The Old Man: recensione della serie TV con Jeff Bridges
Jeff Bridges, John Lithgow, Alia Shawkat e Amy Brenneman sono i protagonisti di The Old Man, serie Tv thriller/spionaggio con risvolti esistenziali. Dal 28 settembre 2022 in esclusiva su Disney+.
Arriva in Italia mentre in America si pensa già a una seconda stagione. Si chiama The Old Man, è una serie Tv in sette episodi in esclusiva su Disney+ a partire dal 28 settembre 2022. Spionaggio/thriller dal cuore esistenziale malandato, il buon ritmo e la fisicità delle sequenze action sono pensate per un corpo (e un’anagrafe) non proprio in armonia con le mode e le tendenze del genere. Jeff Bridges è il protagonista della serie e non è certo un ragazzino, almeno esteriormente, ma questo al pubblico non interessa perché ha carisma e un modo tutto suo, ingombrante ma senza tracce di arroganza, di occupare la scena. Non è da solo ovviamente.
The Old Man è l’adattamento seriale dell’omonimo romanzo dello scrittore americano Thomas Perry. Creata da Jonathan E. Steinberg e Robert Levine, nel cast oltre al già citato Bridges ci sono John Lithgow, Alia Shawkat e Amy Brenneman. La serie rimbalza continuamente tra passato e presente e cerca di mediare tra la definizione delle psicologie e il grande quadro politico. In realtà sono i sentimenti, più che le manovre della storia, a guidarla verso la sua conclusione. Questa recensione copre solo i primi quattro episodi, ma sono sufficienti per farsi un’idea del quadro d’insieme.
The Old Man: il passato ritorna a bussare alla porta di Dan Chase
Dan Chase (Jeff Bridges) vive nascosto da tutto e da tutti e con buone ragioni. Non gli è rimasto accanto nessuno, a parte i suoi due cani che si chiamano Dave e Carol e sono stati addestrati per capire quando è il momento di essere adorabili e quando invece no. La moglie di Dan, Hiam Abbass, è morta da tempo per un brutto male (lui crede di esserne affetto ugualmente) ed è presente solo nei suoi incubi, immaginerete, in modo niente affatto rassicurante. L’unico legame con il tempo presente è la voce al telefono della figlia; se ne sta nascosta anche lei, protetta dall’anonimato dell’America sconfinata, perché è meglio così. Inevitabile che, un giorno, il passato torni a bussare alla porta di Dan Chase.

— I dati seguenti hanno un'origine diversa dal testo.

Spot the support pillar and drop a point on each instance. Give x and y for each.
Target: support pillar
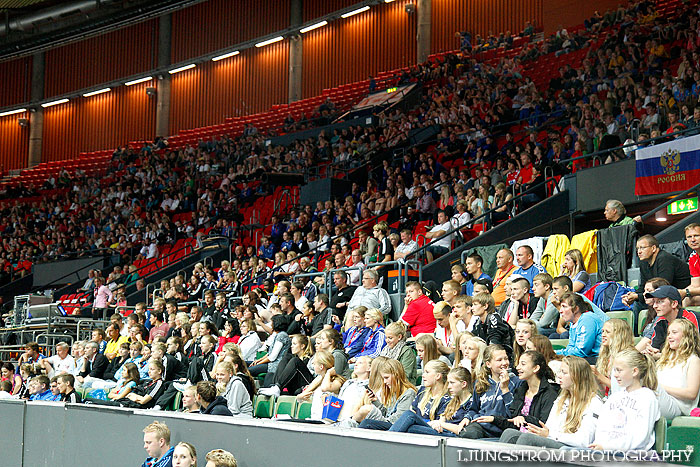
(36, 116)
(295, 52)
(163, 87)
(423, 31)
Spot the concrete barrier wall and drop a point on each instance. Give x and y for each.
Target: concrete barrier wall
(54, 434)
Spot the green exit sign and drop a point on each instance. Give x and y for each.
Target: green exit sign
(683, 206)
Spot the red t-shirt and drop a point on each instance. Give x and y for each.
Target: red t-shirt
(419, 316)
(694, 265)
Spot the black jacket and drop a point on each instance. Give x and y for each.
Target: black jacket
(218, 407)
(496, 331)
(615, 250)
(96, 368)
(539, 409)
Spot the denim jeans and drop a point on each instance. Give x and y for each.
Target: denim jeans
(409, 422)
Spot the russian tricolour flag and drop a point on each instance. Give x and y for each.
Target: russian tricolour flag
(668, 167)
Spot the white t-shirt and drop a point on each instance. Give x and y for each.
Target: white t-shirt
(67, 365)
(626, 421)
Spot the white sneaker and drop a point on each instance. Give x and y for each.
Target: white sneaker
(271, 391)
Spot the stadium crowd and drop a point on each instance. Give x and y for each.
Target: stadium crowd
(451, 365)
(474, 359)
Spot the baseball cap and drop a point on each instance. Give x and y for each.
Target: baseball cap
(665, 291)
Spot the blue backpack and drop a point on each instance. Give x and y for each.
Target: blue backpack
(608, 296)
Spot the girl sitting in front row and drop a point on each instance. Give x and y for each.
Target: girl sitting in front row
(354, 336)
(430, 402)
(459, 383)
(573, 418)
(532, 401)
(543, 345)
(493, 394)
(679, 370)
(395, 397)
(635, 403)
(615, 337)
(396, 348)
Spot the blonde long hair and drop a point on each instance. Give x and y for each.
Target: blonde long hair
(644, 363)
(688, 346)
(517, 350)
(462, 374)
(484, 373)
(619, 338)
(442, 369)
(583, 389)
(400, 384)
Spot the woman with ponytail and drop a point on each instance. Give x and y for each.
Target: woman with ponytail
(492, 396)
(396, 348)
(679, 370)
(430, 402)
(533, 400)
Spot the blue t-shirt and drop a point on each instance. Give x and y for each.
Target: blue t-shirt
(530, 273)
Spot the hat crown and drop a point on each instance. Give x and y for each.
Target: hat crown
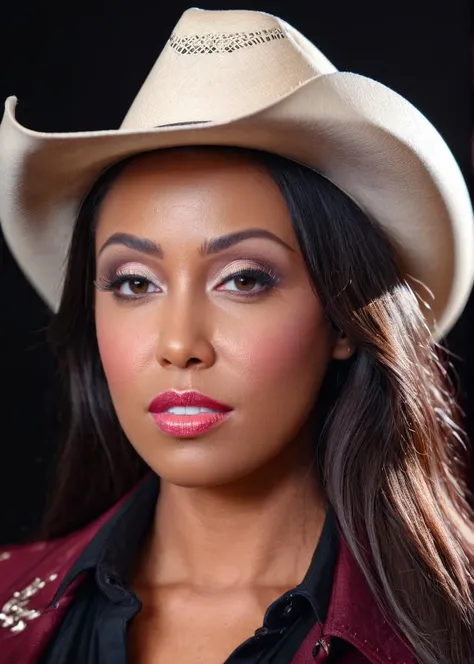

Dan è stato un agente della CIA. Ha smesso alla fine degli anni ’80, dopo una storia complicata in Afghanistan. Forse è proprio per questo, forse no, che qualcuno comincia a interessarsi di nuovo a lui e alla sua storia. Dan non ha tempo e voglia di stare a capire le ragioni di questo rinnovato interesse nei suoi confronti, la sua preoccupazione è scappare dove nessuno possa ritrovarlo e giocare d’anticipo. Lungo il suo cammino incrocerà il passo con Zoe (Amy Brenneman), una donna normale con problemi e necessità normali. Forse può essergli d’aiuto, forse no. È tutto molto complicato.

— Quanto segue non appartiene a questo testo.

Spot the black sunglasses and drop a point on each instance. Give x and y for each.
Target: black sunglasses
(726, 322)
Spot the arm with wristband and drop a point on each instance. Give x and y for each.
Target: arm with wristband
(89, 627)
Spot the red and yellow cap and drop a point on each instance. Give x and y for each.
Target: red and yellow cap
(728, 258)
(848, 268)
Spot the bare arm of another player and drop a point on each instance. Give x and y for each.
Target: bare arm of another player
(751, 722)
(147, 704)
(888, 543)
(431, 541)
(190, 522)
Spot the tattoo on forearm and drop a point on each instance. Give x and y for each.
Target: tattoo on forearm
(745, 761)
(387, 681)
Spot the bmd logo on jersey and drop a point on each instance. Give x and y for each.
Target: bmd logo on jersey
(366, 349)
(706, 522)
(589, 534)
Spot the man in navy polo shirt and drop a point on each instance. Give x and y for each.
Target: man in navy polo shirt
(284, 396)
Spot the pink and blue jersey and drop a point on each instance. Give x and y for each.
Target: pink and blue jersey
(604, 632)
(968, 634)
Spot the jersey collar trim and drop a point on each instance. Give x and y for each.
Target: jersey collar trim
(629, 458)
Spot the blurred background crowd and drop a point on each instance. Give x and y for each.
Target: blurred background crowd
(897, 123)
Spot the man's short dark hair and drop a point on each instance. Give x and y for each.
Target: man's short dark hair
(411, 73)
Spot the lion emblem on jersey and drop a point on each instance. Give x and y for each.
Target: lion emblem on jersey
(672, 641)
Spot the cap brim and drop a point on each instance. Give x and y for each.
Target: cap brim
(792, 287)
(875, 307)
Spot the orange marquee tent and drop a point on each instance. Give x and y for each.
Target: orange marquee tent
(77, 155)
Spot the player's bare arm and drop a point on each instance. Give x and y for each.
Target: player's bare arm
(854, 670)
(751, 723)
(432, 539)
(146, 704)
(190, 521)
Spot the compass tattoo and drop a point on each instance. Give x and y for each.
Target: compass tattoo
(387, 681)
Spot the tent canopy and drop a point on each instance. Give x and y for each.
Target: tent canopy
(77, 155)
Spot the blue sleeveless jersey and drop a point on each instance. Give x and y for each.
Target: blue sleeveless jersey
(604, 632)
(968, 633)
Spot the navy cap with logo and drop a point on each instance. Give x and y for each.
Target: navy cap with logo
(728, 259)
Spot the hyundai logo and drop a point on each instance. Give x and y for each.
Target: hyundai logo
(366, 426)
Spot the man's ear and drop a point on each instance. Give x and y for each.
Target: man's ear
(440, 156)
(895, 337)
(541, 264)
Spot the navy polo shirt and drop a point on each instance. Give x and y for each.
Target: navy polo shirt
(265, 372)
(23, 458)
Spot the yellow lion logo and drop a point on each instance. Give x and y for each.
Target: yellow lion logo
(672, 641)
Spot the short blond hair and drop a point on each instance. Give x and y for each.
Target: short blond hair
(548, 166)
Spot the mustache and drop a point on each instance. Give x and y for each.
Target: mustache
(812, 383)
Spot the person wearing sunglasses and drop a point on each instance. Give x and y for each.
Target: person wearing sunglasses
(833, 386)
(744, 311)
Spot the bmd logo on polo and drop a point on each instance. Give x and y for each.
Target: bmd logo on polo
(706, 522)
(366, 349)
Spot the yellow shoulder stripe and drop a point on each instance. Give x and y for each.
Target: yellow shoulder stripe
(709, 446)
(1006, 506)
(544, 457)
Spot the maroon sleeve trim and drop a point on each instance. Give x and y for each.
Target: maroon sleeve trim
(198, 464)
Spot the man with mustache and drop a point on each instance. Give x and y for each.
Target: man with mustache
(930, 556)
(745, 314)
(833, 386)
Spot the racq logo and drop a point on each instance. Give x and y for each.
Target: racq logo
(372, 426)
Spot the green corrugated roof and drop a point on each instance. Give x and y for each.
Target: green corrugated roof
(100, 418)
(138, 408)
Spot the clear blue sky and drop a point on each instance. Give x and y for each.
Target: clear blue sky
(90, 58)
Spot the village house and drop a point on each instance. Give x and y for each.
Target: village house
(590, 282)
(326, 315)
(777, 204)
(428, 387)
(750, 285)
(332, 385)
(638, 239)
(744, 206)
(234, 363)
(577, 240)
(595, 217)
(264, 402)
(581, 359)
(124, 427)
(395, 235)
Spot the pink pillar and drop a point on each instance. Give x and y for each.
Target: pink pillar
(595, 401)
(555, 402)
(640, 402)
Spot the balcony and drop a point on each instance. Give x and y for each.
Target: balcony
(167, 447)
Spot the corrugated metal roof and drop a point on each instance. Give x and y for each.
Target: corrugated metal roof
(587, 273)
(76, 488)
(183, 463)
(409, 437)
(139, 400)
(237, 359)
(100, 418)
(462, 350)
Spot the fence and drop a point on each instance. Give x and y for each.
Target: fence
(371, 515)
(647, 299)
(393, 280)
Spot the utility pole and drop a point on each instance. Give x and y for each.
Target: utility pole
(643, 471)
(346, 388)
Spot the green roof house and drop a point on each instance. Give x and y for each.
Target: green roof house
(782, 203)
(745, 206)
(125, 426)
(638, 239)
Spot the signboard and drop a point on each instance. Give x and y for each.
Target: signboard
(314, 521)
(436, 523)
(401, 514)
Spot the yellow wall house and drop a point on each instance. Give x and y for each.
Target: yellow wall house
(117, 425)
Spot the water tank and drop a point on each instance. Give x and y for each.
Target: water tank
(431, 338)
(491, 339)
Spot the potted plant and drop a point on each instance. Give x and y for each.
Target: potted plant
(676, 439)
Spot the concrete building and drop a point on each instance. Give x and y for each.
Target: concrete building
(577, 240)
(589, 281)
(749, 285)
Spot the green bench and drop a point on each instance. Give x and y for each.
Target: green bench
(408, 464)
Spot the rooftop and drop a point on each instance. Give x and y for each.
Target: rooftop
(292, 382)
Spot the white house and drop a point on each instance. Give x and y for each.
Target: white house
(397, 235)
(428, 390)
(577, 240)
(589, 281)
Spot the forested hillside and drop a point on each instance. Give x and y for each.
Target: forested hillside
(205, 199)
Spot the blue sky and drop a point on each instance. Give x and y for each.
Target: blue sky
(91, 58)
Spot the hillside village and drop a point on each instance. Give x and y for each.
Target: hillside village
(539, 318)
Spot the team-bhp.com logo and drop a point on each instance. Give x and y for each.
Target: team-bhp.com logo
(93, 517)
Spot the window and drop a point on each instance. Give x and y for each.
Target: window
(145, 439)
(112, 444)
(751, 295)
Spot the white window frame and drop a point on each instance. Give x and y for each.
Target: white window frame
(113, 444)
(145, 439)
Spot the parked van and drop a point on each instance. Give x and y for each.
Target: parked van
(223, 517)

Dan è “perseguitato” più o meno amichevolmente da Harold Harper (John Lithgow). Vicedirettore della sezione controspionaggio dell’FBI, conosce il protagonista da decenni ed è a capo della task force che lo tallona. Lavora a stretto contatto con Angela Adams (Alia Shawkat), giovane promessa del settore che con il capo condivide un atteggiamento ambivalente nei confronti del fuggitivo. Lo insegue ma non può fare a meno di solidarizzare con lui. Non si è mai troppo sicuri di cosa sia la verità. Dan è inseguito dai fantasmi del suo passato. The Old Man alterna senza soluzione di continuità passato e presente, l’Afghanistan di ieri e l’America di oggi, per raccontare dell’interiorità tormentata e delle scelte che fanno la vita di un uomo. E di come queste scelte vengano rielaborate, adattate, modellate e trasformate nella versione ufficiale della storia. Una versione sempre molto ambigua, basta scavare un po’ per rendersene conto.

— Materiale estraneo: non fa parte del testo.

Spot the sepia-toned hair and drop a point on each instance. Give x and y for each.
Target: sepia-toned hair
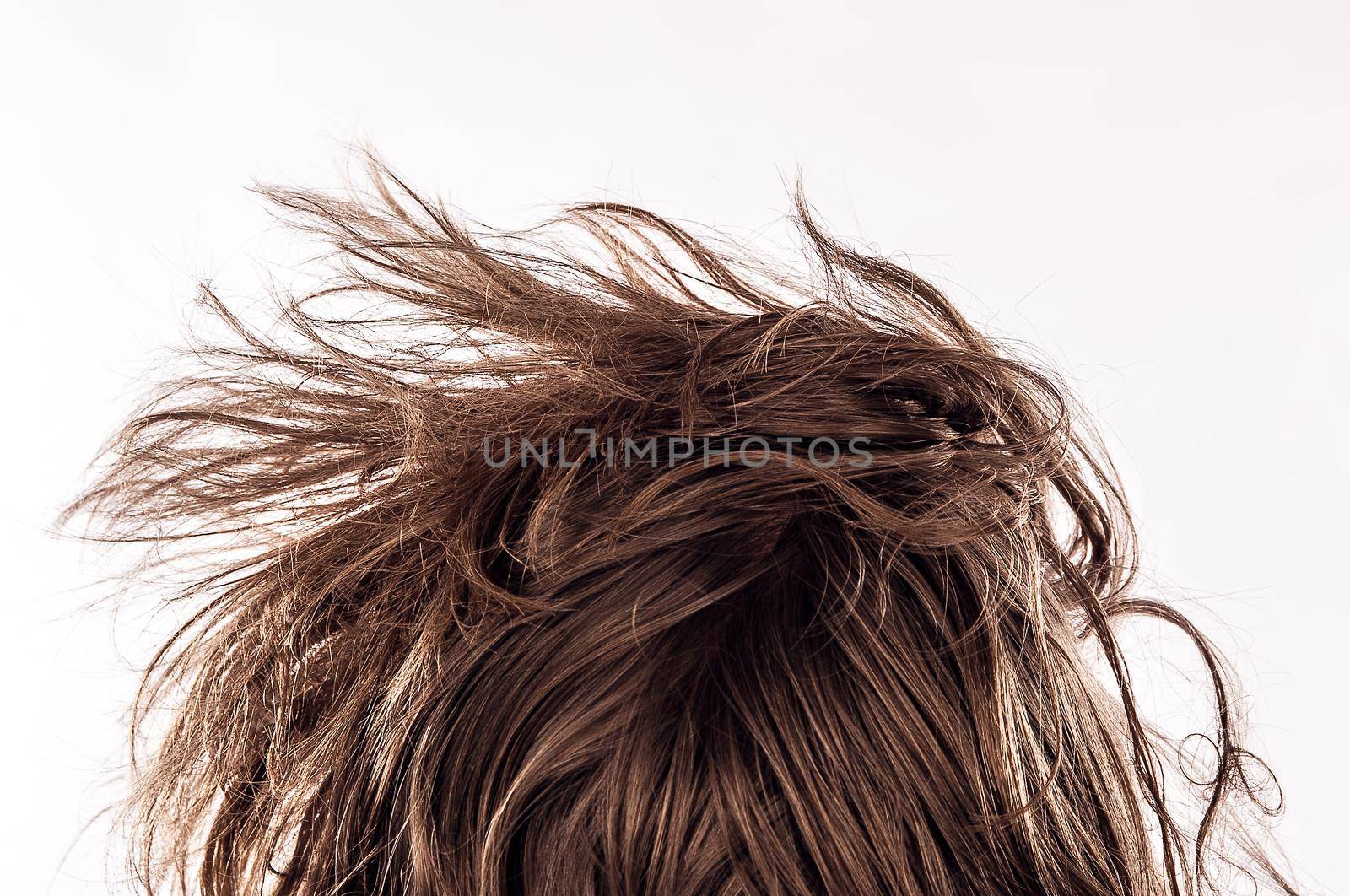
(608, 559)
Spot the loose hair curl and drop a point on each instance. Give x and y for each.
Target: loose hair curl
(409, 671)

Una serie di spionaggio che scava nell’intimità dei suoi personaggi
Quello che funziona, in The Old Man, è un’atmosfera di malinconica rassegnazione contraddetta da esplosioni di energia, fredda competenza e violenza pura. C’è tristezza nell’equazione perché si parla del tempo che passa e che non si può riacciuffare, del senso e dell’eredità delle scelte che ci portiamo dietro e non possiamo eludere, quando è il momento di tracciare bilanci. Dan Chase ne ha compiute a bizzeffe, di scelte controverse, lì dove il confine tra il personale e politico è sempre molto sfuggente. La serie indugia sulla mostruosa complessità dell’esistenza non limitandosi a raccontarci quanto siano complicate le cose, ma complicandole a sua volta.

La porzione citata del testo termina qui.